In Guinea ist ein Ebola-Aufklärungsteam aus Ärzten und Regierungsmitarbeitern von Bewohnern eines Dorfes angegriffen und getötet worden. In Teilen der Bevölkerung wird die Existenz von Ebola weiterhin in Frage gestellt.

          Ein Aufklärungsteam, das Bewohner in Guinea über Ebola aufklären sollte, ist offenbar getötet worden. Insgesamt acht Leichen seien aus der Sickergrube eines Dorfes nahe der Stadt Nzerekore im Süden Guineas gezogen worden, sagte ein Regierungssprecher am Donnerstagabend in der Hauptstadt Conakry. Er sprach von „kaltblütigem Mord“. Die Täter sind vermutlich Bewohner des Dorfes. Auch drei Journalisten, die die Delegation begleitet hatten, seien getötet worden. Sie hatten berichtet, von den Dorfbewohnern angegriffen und mit Steinen beworfen worden zu sein, bevor der Kontakt zu ihnen abbrach.

          Die Delegation war im Rahmen einer Aufklärungskampagne in der Region um Womey unterwegs, um die Menschen über die Gefahren durch das Virus zu informieren. In vielen Teilen Westafrikas glaubt die Bevölkerung nach wie vor nicht an die Existenz der Seuche. Vor allem Ärzten und Gesundheitsbehörden stehen die Bürger skeptisch gegenüber, weil sie lieber auf traditionelle Heiler vertrauen. Die genauen Hintergründe der Tat waren zunächst unklar. Jedoch weigern sich die Dorfbewohner derzeit offenbar noch, den Behörden die Leichen der Delegation zu übergeben. Zudem würden drei Vertreter noch in dem Ort festgehalten, sagte ein Augenzeuge. Zu der Gruppe gehörten ein örtlicher Gouverneur, mehrere Direktoren und Manager von Gesundheitszentren und Krankenhäusern sowie drei Journalisten.
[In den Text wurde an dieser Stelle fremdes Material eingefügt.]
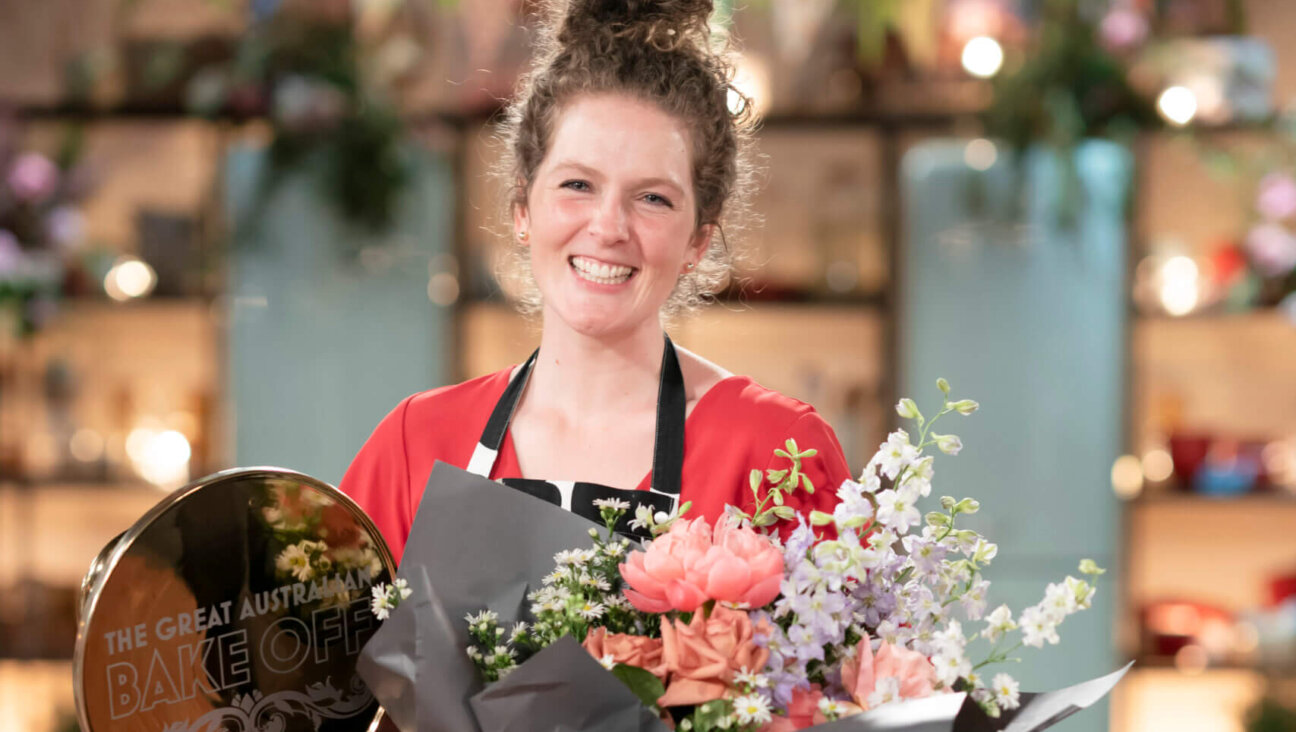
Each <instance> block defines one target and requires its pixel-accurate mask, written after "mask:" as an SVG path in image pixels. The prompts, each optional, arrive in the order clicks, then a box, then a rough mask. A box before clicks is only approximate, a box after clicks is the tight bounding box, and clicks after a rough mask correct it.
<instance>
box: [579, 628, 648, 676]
mask: <svg viewBox="0 0 1296 732" xmlns="http://www.w3.org/2000/svg"><path fill="white" fill-rule="evenodd" d="M581 645H582V646H584V649H586V650H588V652H590V656H594V657H595V658H596V659H600V661H601V659H603V658H604V657H607V656H610V657H612V662H613V663H626V665H629V666H638V667H640V669H643V670H644V671H648V672H649V674H652V675H653V676H657V678H658V679H661V680H662V681H665V680H666V665H665V663H662V659H661V639H656V637H645V636H642V635H627V634H619V632H614V634H609V632H608V628H604V627H597V628H594V630H591V631H590V632H588V634H586V636H584V643H582V644H581Z"/></svg>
          Die Bewohner machen Ärzte und Politiker mitverantwortlich für die Epidemie. Dem Gesundheitsminister des Landes, Remy Lamah, war es jüngst beim Versuch, in den Ort zu reisen, nicht gelungen, die Straßensperren zu überwinden. Ärzte waren wiederholt angegriffen und vertrieben worden.
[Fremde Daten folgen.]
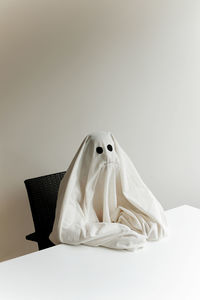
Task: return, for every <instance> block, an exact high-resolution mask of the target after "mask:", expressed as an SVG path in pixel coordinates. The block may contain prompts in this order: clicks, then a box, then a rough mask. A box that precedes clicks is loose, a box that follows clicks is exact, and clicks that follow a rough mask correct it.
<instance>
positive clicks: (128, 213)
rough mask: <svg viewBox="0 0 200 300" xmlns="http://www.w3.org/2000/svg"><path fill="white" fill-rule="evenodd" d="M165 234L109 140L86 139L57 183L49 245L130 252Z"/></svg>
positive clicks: (143, 184)
mask: <svg viewBox="0 0 200 300" xmlns="http://www.w3.org/2000/svg"><path fill="white" fill-rule="evenodd" d="M166 232H167V224H166V218H165V214H164V210H163V208H162V206H161V205H160V203H159V202H158V200H157V199H156V198H155V197H154V195H153V194H152V193H151V191H150V190H149V189H148V187H147V186H146V185H145V184H144V182H143V181H142V179H141V177H140V176H139V174H138V172H137V170H136V168H135V167H134V165H133V163H132V161H131V160H130V158H129V157H128V155H127V154H126V153H125V152H124V150H123V149H122V148H121V146H120V145H119V144H118V142H117V140H116V139H115V137H114V136H113V135H112V134H111V133H110V132H103V131H102V132H96V133H93V134H90V135H88V136H86V137H85V139H84V140H83V142H82V144H81V146H80V147H79V149H78V151H77V153H76V155H75V157H74V159H73V160H72V162H71V164H70V166H69V168H68V170H67V172H66V174H65V176H64V177H63V179H62V181H61V184H60V188H59V192H58V199H57V207H56V216H55V220H54V226H53V230H52V233H51V234H50V239H51V241H52V242H53V243H55V244H59V243H65V244H72V245H80V244H85V245H90V246H104V247H108V248H114V249H127V250H136V249H138V248H141V247H143V246H144V245H145V243H146V241H157V240H159V239H161V238H163V237H164V236H165V235H166Z"/></svg>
          Im Nachbarland Sierra Leone begann unterdessen eine auf drei Tage angelegte Ausgangssperre. Bis zum Sonntag sollen Bewohner in ihren Häusern bleiben, unter anderem, um Gesundheitspersonal die Erfassung aller Infizierten zu ermöglichen. Bewohner hatten nach Berichten von Korrespondenten vor Ort am Donnerstag Läden gestürmt, um ausreichend Lebensmittelvorräte anzulegen. Die Hilfsorganisation „Ärzte ohne Grenzen“ kritisierte die Ausgangssperre. Mit ihr werde das Vertrauen zwischen Ärzten und Patienten zerstört, sagte eine Sprecherin. Erkrankte würden in den Untergrund getrieben, was zu einer weitere Ausbreitung der Seuche führe.

          Neben Guinea und Sierra Leone ist auch Liberia stark von der Ebola-Epidemie betroffen. Nach Angaben der Weltgesundheitsorganisation WHO vom Donnerstag sind bislang mehr als 5.300 Ebola-Fälle und über 2.600 Tote registriert worden. WHO-Chefin Margaret Chan warnte jedoch, die tatsächlichen Zahlen seien deutlich höher.